POV- Bryan
Depois de respirar por um tempo, deixei Hannah encostada em uma parede e decidi analisar o lugar onde estávamos. Estava escuro, sem nenhuma fonte de luz, então peguei meu comunicador e liguei a lanterna. O prendi na orelha pra não ter que ficar segurando. Estávamos em um túnel, e o lugar onde a porta tinha aparecido era um beco sem saída. Eu conseguia ficar de pé, mas mesmo assim o túnel não era muito aberto. Se eu esticasse os braços pro lado, conseguia encostar as duas mãos nas paredes.
Pelo que pude sentir, as paredes eram feitas de terra. Peguei meu comunicador pra tentar avisar alguém. Sem sinal. Tudo bem, estávamos presos debaixo da terra em algum lugar dos Estados Unidos sem ideia de como sair.
- Hannah.- chamei. Ela estava sentada apoiando a cabeça na parede. Ela grunhiu pra mostrar que tinha escutado. Era um milagre até que estivesse consciente, mas tinha que tentar.- Sabe onde estamos?
Ela pensou por um momento e chacoalhou a cabeça. Tudo bem. Só tínhamos que andar até achar uma saída. Não era tão difícil.
- Hannah.- chamei de novo.- Sei que escapamos, mas não duvido nada de que os oniah tenham um jeito de fazer a porta voltar aqui. Temos que andar um pouco.
Ela assentiu, mesmo que não parecesse querer se mexer. Estava exausta. O cansaço era visível em seus olhos e mesmo assim ela fazia o possível para parecer bem. Tentou se levantar sozinha, mas quase caiu. Só então ela aceitou a minha ajuda.
Acho que foi a primeira vez que Hannah se permitiu ficar vulnerável assim na frente de alguém. Ela sempre parecia forte, e recusava a ajuda de todos, dizendo que estava bem. Acho que se ela não estivesse tão mal, estaria fazendo isso agora. De algum jeito isso só me fez admirá-la mais.

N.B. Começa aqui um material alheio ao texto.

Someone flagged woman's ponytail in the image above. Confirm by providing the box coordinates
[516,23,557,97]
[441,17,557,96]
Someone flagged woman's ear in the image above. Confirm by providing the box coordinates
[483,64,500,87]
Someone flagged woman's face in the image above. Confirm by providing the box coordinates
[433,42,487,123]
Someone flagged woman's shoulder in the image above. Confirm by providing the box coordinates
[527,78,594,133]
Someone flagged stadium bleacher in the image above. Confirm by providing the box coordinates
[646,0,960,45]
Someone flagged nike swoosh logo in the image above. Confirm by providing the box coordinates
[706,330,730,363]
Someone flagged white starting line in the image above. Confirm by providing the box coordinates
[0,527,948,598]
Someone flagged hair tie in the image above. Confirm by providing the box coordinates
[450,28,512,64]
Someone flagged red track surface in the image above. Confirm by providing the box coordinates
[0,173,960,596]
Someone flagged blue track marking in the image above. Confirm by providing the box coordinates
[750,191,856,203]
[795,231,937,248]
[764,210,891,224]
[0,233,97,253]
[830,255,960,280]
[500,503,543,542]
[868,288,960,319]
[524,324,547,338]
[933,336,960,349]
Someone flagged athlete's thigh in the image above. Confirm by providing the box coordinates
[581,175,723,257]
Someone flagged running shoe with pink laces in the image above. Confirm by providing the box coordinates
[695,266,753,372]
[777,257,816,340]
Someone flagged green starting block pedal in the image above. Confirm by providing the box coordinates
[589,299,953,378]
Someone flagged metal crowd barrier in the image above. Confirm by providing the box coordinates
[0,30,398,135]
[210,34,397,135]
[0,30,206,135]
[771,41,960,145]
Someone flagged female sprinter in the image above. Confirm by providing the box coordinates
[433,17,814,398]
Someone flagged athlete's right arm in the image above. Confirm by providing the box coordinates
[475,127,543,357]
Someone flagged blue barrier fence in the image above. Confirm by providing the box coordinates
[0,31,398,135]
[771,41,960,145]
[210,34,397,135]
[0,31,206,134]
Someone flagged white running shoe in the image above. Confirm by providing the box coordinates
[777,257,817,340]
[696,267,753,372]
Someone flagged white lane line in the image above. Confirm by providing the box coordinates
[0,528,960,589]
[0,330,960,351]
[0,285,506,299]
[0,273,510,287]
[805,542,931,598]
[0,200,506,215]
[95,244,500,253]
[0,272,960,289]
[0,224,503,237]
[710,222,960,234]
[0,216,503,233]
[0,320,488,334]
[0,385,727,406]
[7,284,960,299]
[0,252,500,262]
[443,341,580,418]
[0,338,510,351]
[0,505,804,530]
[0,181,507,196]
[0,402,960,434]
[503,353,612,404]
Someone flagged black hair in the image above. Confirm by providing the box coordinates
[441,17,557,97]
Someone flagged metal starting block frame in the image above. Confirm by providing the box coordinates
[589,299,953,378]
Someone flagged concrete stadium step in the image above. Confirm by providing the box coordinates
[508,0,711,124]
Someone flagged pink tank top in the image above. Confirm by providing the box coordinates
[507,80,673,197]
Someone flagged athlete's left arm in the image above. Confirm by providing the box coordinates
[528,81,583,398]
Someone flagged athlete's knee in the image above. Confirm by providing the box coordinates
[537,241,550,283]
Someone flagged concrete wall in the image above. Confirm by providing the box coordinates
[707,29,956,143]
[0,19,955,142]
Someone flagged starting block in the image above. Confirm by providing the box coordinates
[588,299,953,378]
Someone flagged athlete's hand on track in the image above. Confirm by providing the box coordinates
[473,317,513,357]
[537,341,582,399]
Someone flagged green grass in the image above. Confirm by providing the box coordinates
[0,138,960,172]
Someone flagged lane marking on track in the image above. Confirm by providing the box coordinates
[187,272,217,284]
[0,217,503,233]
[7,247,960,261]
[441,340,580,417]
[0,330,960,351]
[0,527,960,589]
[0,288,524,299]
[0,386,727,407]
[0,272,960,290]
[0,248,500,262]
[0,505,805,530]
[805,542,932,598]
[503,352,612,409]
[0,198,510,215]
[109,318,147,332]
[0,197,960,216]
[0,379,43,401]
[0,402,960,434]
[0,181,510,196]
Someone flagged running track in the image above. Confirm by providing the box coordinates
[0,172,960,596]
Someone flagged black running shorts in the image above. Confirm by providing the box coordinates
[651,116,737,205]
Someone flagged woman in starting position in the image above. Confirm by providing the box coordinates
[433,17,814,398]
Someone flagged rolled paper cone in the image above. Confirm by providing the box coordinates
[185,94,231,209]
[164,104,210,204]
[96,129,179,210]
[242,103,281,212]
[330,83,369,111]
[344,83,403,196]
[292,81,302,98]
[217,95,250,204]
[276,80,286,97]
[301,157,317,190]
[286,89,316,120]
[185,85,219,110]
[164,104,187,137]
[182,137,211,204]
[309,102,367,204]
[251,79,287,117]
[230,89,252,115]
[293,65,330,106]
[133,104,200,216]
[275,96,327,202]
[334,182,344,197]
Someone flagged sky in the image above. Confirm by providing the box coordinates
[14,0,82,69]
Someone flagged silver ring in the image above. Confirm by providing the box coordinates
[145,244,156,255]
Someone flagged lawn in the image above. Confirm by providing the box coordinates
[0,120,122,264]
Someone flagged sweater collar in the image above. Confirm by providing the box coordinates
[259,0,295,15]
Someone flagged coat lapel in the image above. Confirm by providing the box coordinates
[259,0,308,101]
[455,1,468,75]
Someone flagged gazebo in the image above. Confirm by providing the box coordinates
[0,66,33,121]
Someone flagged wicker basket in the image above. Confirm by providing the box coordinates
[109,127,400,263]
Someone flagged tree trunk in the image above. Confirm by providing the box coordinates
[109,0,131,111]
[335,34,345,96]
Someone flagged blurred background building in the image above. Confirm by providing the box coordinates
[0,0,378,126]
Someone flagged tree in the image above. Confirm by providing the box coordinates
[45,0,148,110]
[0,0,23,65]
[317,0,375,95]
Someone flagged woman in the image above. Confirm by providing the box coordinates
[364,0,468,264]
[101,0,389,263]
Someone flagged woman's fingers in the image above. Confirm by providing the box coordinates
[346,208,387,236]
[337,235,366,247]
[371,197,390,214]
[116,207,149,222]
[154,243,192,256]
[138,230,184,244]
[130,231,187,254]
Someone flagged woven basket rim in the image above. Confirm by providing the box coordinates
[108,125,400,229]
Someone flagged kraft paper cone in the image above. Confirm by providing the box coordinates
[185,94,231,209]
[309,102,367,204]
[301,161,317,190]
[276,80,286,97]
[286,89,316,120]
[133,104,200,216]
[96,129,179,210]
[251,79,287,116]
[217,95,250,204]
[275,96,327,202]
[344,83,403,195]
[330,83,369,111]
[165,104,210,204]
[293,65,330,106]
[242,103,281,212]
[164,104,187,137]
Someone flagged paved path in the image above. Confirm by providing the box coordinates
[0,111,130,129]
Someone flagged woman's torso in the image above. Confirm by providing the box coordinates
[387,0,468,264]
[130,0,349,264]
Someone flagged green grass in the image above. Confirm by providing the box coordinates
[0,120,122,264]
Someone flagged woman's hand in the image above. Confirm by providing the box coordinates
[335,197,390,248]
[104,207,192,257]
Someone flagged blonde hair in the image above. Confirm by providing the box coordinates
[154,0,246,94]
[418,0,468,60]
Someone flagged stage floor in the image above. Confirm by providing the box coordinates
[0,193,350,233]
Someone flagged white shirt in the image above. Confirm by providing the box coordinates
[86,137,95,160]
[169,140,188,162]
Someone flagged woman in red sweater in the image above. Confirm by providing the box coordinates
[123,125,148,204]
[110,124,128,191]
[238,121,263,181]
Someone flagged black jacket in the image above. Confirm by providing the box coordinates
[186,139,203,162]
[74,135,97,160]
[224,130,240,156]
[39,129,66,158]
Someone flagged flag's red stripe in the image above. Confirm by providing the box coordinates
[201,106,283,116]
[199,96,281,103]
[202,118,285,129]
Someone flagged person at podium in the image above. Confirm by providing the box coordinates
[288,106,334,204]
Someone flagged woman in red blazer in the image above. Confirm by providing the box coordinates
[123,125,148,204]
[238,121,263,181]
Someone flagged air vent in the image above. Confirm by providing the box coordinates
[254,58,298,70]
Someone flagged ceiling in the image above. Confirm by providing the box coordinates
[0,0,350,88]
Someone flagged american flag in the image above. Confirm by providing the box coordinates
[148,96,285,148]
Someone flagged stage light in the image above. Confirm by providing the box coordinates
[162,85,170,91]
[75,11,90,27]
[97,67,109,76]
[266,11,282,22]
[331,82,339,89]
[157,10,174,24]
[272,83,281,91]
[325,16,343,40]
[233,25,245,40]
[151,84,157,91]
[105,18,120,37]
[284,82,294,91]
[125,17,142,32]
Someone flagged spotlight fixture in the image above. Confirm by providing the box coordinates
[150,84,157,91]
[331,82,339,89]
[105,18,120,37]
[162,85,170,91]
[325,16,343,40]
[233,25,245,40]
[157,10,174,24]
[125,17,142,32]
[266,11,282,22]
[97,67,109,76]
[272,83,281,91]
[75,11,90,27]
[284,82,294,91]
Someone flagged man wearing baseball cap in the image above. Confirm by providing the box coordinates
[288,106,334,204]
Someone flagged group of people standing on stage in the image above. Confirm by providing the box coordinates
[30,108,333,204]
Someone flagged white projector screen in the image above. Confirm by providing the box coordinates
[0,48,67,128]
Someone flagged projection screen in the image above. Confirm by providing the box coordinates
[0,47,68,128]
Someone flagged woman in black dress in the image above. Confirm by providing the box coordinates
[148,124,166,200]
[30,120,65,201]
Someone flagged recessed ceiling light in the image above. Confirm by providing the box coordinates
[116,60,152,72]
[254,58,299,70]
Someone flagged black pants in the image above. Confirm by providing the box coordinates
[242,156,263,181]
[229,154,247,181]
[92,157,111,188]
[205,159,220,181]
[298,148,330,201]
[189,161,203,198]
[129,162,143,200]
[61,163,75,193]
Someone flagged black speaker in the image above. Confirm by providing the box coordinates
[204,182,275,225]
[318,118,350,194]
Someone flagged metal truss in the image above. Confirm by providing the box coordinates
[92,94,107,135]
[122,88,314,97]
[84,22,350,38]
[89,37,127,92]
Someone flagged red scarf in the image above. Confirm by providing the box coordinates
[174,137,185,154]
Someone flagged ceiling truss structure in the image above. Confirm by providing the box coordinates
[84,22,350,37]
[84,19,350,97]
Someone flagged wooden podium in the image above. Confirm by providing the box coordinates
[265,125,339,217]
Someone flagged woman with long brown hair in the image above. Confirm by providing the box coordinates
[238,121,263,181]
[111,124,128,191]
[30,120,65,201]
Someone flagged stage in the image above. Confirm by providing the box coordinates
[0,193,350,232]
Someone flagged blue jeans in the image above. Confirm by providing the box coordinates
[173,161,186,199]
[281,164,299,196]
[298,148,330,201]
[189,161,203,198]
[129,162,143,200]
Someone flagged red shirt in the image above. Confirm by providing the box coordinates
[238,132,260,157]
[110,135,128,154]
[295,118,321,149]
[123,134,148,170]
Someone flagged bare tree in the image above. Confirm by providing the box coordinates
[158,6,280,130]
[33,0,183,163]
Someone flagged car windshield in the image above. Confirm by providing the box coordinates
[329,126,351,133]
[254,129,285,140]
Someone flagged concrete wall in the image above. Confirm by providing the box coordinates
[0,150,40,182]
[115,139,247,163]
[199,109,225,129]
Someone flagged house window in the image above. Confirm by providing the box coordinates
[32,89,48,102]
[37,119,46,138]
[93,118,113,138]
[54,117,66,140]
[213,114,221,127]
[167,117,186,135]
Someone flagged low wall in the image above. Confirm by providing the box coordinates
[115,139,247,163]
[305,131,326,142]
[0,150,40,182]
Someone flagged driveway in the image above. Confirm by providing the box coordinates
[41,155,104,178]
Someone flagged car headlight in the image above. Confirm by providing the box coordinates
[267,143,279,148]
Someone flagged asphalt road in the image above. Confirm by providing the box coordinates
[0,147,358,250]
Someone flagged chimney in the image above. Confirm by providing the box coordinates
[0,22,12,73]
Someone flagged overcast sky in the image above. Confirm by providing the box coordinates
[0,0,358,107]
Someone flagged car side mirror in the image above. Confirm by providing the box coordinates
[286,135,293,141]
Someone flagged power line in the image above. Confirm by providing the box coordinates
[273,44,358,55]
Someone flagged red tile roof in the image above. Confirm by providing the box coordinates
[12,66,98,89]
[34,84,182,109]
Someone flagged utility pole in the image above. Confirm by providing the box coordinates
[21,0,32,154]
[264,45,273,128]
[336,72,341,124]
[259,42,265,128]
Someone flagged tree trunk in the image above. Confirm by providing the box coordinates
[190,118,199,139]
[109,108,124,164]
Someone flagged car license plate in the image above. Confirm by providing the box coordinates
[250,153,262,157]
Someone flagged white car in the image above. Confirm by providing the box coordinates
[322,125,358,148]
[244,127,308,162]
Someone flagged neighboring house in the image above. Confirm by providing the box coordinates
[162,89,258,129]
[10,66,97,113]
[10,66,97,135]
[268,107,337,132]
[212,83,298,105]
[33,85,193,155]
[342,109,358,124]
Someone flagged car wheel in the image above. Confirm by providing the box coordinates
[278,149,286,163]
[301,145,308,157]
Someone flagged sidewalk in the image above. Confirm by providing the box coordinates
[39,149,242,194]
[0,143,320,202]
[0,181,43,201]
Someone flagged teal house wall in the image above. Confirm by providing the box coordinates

Andamos, andamos e andamos. Nosso ritmo era lento, mas mesmo assim em pouco tempo já tínhamos aberto uma distância considerável entre nós e a entrada. Os túneis eram todos iguais, e se dividiam em todas as direções. Me perguntei se estávamos em alguma parte do Labirinto. Conforme avançamos, pequenos cristais coloridos começaram a aparecer. No chão, nas paredes e no teto, eles forneciam luz o suficiente para enxergar sem a lanterna. Quando achei que já tínhamos nos afastado o bastante, deixei Hannah sentar e tirei minha mochila das costas.
Peguei um kit de primeiros socorros e comecei a cuidar dos ferimentos dela o melhor que conseguia. Hannah aproveitou nossa parada pra descansar. Seus machucados não eram muito sérios, mas eram muitos. Hematomas, cortes e ralados, tantos que não sabia como ela ainda andava. Como se isso fosse pouco, ela ainda estava com o tornozelo torcido e alguns ferimentos internos que eu não tinha como curar. Tentei fazer meu melhor, e evitei lhe dar muitas amoras.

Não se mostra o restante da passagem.